Truly the essential Bounty and Holiness could not go to
a greater length of condescension for love of us, nor
exercise more exquisite love than to assume the form of
a sinner (Phil. 2, 7), drawing upon his own innocence
the punishment of the sin, which otherwise could never
approach Him. If men despise such an example and
forget such a benefit, how can they be said to retain the
use of their reason? How can they presume upon and
glory in their wisdom, prudence or judgment? It would
be prudence, ungrateful man, if thou wouldst afflict thy
self and weep over thy notorious dullness and darkness
of mind in not being moved by such great works of thy
God ; since not even the divine love can melt the iciness
of thy heart.
538. My daughter, I wish thee to consider attentively
the blessed favor conferred upon thee by being informed
of the solicitous care and attention which I lavished upon
my most holy and sweetest Son in the mysteries just
now described. The Most High does not give thee this
special light in order only to be regaled by the knowledge
of these mysteries ; but in order to imitate me in all these
things as a faithful handmaid and in order to distinguish
thyself in rendering thanks for his works in the same
measure as thou art distinguished in knowing them more
fully. Ponder, then, dearest, upon the small return given
for the love of my Son and Lord by mortals, and how
forgetful of thanks even his faithful continue to be.

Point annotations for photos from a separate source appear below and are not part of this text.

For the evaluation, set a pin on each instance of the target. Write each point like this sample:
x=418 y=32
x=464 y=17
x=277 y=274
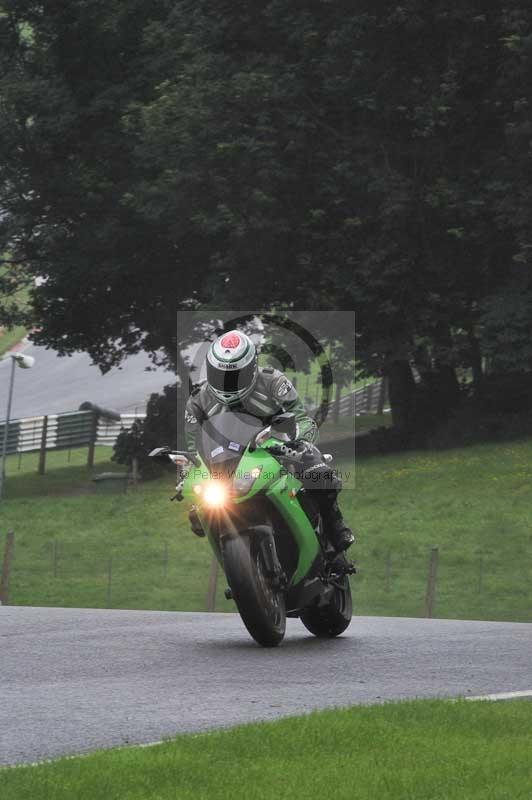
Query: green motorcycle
x=264 y=527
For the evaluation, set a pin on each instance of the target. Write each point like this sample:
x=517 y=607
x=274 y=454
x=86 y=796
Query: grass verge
x=9 y=338
x=419 y=750
x=473 y=504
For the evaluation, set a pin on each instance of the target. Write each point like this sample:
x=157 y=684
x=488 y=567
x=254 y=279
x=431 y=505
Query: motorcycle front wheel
x=331 y=620
x=261 y=606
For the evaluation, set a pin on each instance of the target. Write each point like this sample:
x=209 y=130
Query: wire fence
x=164 y=575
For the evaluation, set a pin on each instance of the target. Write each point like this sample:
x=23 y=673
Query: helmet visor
x=230 y=380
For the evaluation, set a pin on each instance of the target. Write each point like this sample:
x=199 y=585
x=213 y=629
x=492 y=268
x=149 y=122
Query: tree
x=284 y=154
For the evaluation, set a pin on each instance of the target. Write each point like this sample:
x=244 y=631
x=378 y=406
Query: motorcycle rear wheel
x=333 y=619
x=261 y=606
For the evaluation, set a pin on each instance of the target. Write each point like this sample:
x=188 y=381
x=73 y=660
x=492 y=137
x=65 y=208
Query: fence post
x=211 y=587
x=92 y=441
x=431 y=583
x=42 y=452
x=54 y=557
x=165 y=560
x=135 y=471
x=382 y=396
x=6 y=565
x=109 y=580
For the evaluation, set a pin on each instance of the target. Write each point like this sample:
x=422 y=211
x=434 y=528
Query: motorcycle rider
x=235 y=382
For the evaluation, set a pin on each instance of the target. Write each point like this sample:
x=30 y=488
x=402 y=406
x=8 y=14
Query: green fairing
x=276 y=486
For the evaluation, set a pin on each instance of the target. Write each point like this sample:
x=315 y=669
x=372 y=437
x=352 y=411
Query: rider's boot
x=336 y=529
x=195 y=524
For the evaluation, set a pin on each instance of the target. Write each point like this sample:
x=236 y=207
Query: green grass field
x=10 y=337
x=420 y=750
x=473 y=504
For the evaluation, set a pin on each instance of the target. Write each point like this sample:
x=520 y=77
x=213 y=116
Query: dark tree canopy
x=312 y=155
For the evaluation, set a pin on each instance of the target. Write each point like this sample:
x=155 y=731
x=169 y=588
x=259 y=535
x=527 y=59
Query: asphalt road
x=75 y=680
x=58 y=384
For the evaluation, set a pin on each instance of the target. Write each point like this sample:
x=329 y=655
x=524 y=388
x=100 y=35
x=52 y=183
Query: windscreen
x=223 y=437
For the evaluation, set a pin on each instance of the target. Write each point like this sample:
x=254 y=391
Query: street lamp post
x=25 y=362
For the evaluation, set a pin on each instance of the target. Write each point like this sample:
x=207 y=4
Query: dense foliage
x=302 y=153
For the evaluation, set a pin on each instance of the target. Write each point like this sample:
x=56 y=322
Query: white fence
x=64 y=431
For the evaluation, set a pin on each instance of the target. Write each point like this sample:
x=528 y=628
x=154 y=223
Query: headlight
x=214 y=494
x=243 y=483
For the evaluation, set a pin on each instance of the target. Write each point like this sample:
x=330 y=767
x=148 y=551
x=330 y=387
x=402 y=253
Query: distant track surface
x=74 y=680
x=58 y=384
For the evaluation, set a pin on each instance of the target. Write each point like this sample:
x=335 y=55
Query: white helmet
x=231 y=367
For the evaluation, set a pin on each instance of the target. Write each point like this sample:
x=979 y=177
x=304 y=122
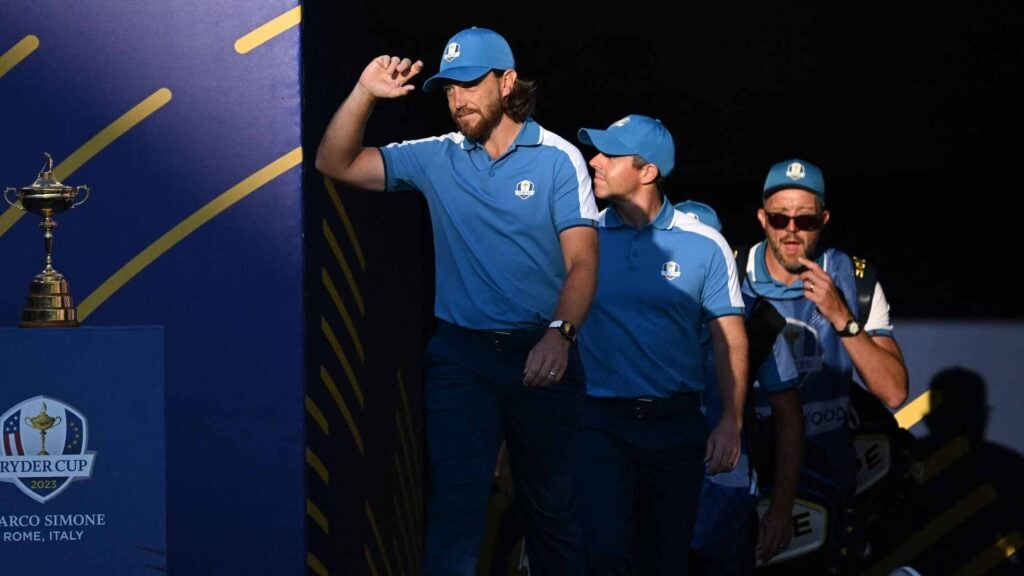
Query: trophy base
x=49 y=303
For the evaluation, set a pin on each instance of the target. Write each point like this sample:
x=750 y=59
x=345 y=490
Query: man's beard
x=794 y=265
x=487 y=120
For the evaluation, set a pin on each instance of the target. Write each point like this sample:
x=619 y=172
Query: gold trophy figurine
x=42 y=422
x=49 y=303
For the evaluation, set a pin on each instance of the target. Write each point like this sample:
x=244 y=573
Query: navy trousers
x=474 y=399
x=640 y=477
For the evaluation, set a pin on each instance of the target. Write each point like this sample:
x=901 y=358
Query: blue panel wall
x=185 y=126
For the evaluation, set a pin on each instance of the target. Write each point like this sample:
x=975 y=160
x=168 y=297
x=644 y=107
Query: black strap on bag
x=763 y=326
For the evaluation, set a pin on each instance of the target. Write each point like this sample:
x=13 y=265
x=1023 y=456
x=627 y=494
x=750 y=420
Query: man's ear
x=508 y=81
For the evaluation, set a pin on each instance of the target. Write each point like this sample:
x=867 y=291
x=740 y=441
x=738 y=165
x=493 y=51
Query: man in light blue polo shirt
x=728 y=537
x=513 y=217
x=662 y=277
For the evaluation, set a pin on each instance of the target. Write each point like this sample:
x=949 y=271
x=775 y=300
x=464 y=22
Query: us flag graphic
x=12 y=436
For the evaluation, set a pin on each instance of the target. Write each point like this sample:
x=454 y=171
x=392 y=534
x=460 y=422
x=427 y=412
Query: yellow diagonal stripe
x=343 y=358
x=95 y=145
x=186 y=227
x=268 y=31
x=343 y=262
x=315 y=565
x=928 y=535
x=332 y=290
x=343 y=406
x=370 y=561
x=345 y=221
x=17 y=52
x=317 y=415
x=316 y=464
x=915 y=411
x=377 y=537
x=992 y=556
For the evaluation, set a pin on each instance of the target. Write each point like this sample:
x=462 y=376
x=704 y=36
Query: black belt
x=501 y=340
x=650 y=407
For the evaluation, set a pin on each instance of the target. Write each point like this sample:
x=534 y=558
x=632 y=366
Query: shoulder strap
x=865 y=276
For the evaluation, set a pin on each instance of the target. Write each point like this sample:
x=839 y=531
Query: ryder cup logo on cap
x=635 y=134
x=469 y=54
x=795 y=173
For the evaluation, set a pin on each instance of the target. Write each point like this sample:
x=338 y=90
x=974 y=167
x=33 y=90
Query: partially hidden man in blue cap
x=729 y=538
x=513 y=217
x=838 y=320
x=644 y=441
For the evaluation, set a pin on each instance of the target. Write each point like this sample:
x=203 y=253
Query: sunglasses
x=805 y=222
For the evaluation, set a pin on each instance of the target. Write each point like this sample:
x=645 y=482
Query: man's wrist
x=564 y=328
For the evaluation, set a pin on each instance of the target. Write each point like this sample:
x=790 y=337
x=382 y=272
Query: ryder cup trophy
x=49 y=303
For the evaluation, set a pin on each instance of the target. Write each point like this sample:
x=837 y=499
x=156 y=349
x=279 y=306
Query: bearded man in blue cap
x=513 y=217
x=644 y=443
x=838 y=323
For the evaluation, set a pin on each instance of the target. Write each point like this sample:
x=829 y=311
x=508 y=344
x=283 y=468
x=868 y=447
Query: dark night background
x=911 y=112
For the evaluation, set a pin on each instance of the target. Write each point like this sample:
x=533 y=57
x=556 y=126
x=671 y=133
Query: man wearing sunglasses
x=814 y=288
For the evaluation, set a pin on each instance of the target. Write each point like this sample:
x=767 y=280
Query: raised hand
x=387 y=77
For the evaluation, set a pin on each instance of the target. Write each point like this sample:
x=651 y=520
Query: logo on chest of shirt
x=804 y=343
x=524 y=190
x=670 y=271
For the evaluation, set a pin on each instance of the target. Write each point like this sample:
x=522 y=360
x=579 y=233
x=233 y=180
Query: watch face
x=567 y=331
x=852 y=328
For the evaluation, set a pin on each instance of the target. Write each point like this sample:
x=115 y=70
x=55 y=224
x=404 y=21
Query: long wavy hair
x=521 y=101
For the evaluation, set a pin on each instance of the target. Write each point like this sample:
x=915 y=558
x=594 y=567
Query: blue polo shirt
x=656 y=286
x=499 y=261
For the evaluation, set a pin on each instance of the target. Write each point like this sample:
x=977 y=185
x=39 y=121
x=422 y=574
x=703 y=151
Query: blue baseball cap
x=701 y=212
x=795 y=173
x=635 y=134
x=469 y=54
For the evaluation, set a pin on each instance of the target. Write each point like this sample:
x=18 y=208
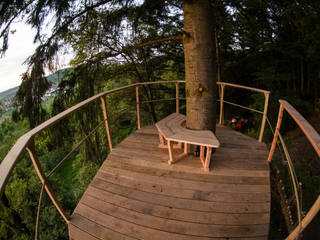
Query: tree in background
x=131 y=24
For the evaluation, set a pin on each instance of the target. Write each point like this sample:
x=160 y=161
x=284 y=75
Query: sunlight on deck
x=137 y=195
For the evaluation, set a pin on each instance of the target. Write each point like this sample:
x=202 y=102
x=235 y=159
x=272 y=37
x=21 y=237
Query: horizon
x=21 y=46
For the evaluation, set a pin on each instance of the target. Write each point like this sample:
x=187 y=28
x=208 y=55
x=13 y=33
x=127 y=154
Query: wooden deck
x=137 y=195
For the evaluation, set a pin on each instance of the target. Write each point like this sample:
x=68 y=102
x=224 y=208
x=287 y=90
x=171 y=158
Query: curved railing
x=264 y=113
x=26 y=142
x=314 y=138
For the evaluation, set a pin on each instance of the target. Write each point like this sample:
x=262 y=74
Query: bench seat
x=171 y=129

Assume it as thy task, as far as thy weak powers allow,
to render satisfaction for this grievous offense: loving
Him, thanking Him and serving Him with all thy powers,
for all the other men who fail to do so. Therefore thou
must be an angel in promptitude, most fervent and
punctual on all occasions; thou must die to all earthly
things, eliminating and crushing all human inclinations
and rising upon the wings of love to the heights of love
designed for thee by the Lord.
539. Thou art not ignorant of the sweet efficacy con
tained in the memory of the works performed by my
most holy Son : and although thou canst so copiously
avail thyself of the light given thee to be thankful : yet,
in order that thou mayest fear so much the more the
danger of forgetfulness, I particularly inform thee that
the saints in heaven, comprehending by the divine light
these mysteries, are astonished at themselves for not
having paid more attention to them during their life.
And if they were capable of pain, they would be deeply
grieved for their tardiness and carelessness in not having
set proper value upon the works for the Redemption, and
for failing in the imitation of Christ. All the angels
and saints, by an insight hidden to mortals, wonder at
the cruelty of human hearts against themselves and
against Christ their Redeemer. Men have compassion
neither for the sufferings of the Lord, nor for the suffer
ings they themselves stand in danger of incurring. When
the foreknown, in unending bitterness shall recognize
their dreadful forgetfulness and their indifference to the
works of Christ their Savior, their confusion and despair
will be an intolerable punishment, and it alone will be
a chastisement beyond all imagination ; for they will then
see the copiousness of the Redemption, which they have
despised ( Ps. 44, 11). Hear me, my daughter, and bend
thy ears to these counsels and doctrines of eternal life.
Cast out from thy faculties every image and affection
toward human creatures and turn all the powers of thy
heart and soul toward the mysteries and blessings of the
Redemption. Occupy thyself wholly with them, ponder
and weigh them, give thanks for them as if thou alone
wert in existence, as if they had been wrought solely for
thee, and singly for each human being in particular
(Gal. 2, 20). Thus thou wilt find life and the way of
life, proceeding thus thou canst not err; but thou shalt
find therein the light of thy eyes and true peace.